Thoughts on Digital Preservation and Improving the Software Development Process with Nix

Liam Lloyd

April 17, 2023
Image

I recently had the privilege of attending the Southern California Linux Expo, where I attended a variety of talks covering PostgreSQL, Kubernetes, the intersection between open source and public policy, protecting yourself from surveillance on the Internet, and more. One talk that particularly captured my interest was on a package manager called Nix. Nix takes a novel approach to package management that has some relevance to digital preservation, because it provides a relatively simple means of installing outdated software on a modern computer. It can also help avoid certain common problems in the software development process.

Bringing Software Back From the Dead

Software ages very quickly; a program only ten years old can feel ancient. Running such an aged program can be quite difficult; suppose it relies on another piece of software that has been under continuous development for the past ten years. The modern version of that dependency likely won’t be compatible with this ten year old program, but if you install the version of the dependency from ten years ago, it might break every other program on your computer that relies on that code. Nix avoids this problem by considering the dependencies of a program to be part of that program, and irrelevant to every other program. That means if you install a decade old program with Nix, its decade old dependencies will only be used by that one program, and the rest of your system will be unaffected. The National Archive has taken advantage of this feature of Nix to install software from 2013 on a modern machine in order to recover data from a very old database. If in decades to come Permanent finds itself the custodian of files in formats that the browsers of the time can’t interact with, Nix could help us keep those files accessible to our users (though we also proactively mitigate the risk of this happening by storing copies of uploads in formats we expect to be long-lasting).

How Nix Works

Alt text: Freeway exit meme representing this post veering sharply into software jargon

Nix applies ideas from functional programming to package management, most prominently the ideas of pure functions and immutability. In programming, a function is pure if it produces the same output for any set of inputs and does nothing else besides produce that output. Nix installs packages the same way. 

Inputs:

  • What package to install;
  • Where the source code for that package can be found;
  • What dependencies the package requires.

Outputs:

  • A package built from these inputs, installed at a unique path including a hash based on the inputs used.

This approach isolates the installation from all your other packages, allowing your packages to rely on different versions of their dependencies. Immutability comes as a consequence of pure functions; if operations can only take in values and produce new values, they can’t change existing values. In Nix, this means updating a package will actually just install a new, updated copy of that package. Since the old package will still be there, you can easily roll back if an update causes problems. Complete immutability would mean wasting a lot of disk space though, so once you’re confident you don’t need to roll back, you can run garbage collection to remove packages that you’re no longer using.

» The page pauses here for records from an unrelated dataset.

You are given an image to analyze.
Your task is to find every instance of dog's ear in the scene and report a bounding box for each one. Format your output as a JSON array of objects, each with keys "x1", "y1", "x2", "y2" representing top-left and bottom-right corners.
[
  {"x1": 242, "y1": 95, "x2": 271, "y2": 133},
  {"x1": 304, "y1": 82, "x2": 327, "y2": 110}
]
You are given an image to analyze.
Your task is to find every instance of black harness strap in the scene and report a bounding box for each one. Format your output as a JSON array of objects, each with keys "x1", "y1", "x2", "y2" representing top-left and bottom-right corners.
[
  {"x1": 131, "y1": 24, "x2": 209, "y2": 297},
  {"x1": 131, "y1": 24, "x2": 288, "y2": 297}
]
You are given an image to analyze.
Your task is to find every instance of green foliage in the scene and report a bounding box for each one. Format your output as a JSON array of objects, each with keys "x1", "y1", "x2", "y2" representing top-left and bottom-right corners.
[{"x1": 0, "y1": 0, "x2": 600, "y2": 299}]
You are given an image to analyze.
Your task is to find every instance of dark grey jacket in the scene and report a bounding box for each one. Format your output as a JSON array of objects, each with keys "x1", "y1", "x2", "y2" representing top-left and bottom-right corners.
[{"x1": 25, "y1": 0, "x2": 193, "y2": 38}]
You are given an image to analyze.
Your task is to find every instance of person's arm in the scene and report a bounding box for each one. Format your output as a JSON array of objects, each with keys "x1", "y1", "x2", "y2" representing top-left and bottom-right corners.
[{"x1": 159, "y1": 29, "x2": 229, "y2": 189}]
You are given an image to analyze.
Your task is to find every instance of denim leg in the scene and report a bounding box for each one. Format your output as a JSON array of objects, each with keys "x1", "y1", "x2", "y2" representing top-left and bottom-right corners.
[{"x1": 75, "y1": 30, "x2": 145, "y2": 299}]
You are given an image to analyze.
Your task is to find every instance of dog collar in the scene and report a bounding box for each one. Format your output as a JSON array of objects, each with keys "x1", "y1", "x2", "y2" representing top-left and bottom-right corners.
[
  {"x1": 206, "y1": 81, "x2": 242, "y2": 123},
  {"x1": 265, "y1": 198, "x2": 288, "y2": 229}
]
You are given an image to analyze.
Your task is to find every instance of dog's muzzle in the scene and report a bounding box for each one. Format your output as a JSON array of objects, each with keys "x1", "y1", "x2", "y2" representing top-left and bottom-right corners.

Nix in the Software Development Process

The great benefit that Nix derives from this functional behavior is reproducibility. Developers using Nix should never find themselves saying “well, it worked on my machine”, because Nix renders the state of the machine irrelevant (outside of the hardware – if your coworker is using a Raspberry Pi you might still have to talk about things working on specific machines). Of course, developers have long known that it’s a problem if things work on your machine but not your colleague’s, so we do have other tools to solve such problems, but Nix offers some additional benefits. One of the most common reasons code might run as intended on one developer’s machine but not another is that they have different versions of the programming language installed, perhaps because one developer had been working on another project that used a different version of the language. Most languages have tools to make switching between versions easy (nvm for Node, pipenv for Python, g for Go, etc.), but Nix solves the problem for all languages by itself. Docker can claim the same thing, but here too Nix has advantages. While Docker allows you to pin versions, it doesn’t require it, so even when you pin Node and Python your build might break because you forgot to pin npm or the container’s base image. Nix pins versions for you by its very nature. Also, bringing up a containerized environment isn’t exactly fast, whereas Nix “environments” just consist of dependencies that you’ve installed in an isolated fashion. Finally, Nix can protect us from the rarer but more infuriating class of problems that can crop up on Linux systems where programs interfere with each other in totally unexpected (for, I assume, most users) ways. Permanent is a bring-your-own-device organization, and when I was starting out here my installation of PHP somehow broke my installation of Lutris (a tool for running Windows games on Linux). If I’d used Nix to set up my development environment this would not have happened.

What Else?

I have not covered all the possibilities Nix offers here. You can specify Docker images with the Nix domain specific language instead of Dockerfiles, and there is also an operating system (NixOS) built around Nix that applies its functional properties not just to your packages but also to your system configuration. Likely it has capabilities I haven’t even heard about yet, which I look forward to discovering as I continue my investigations into this exciting piece of software.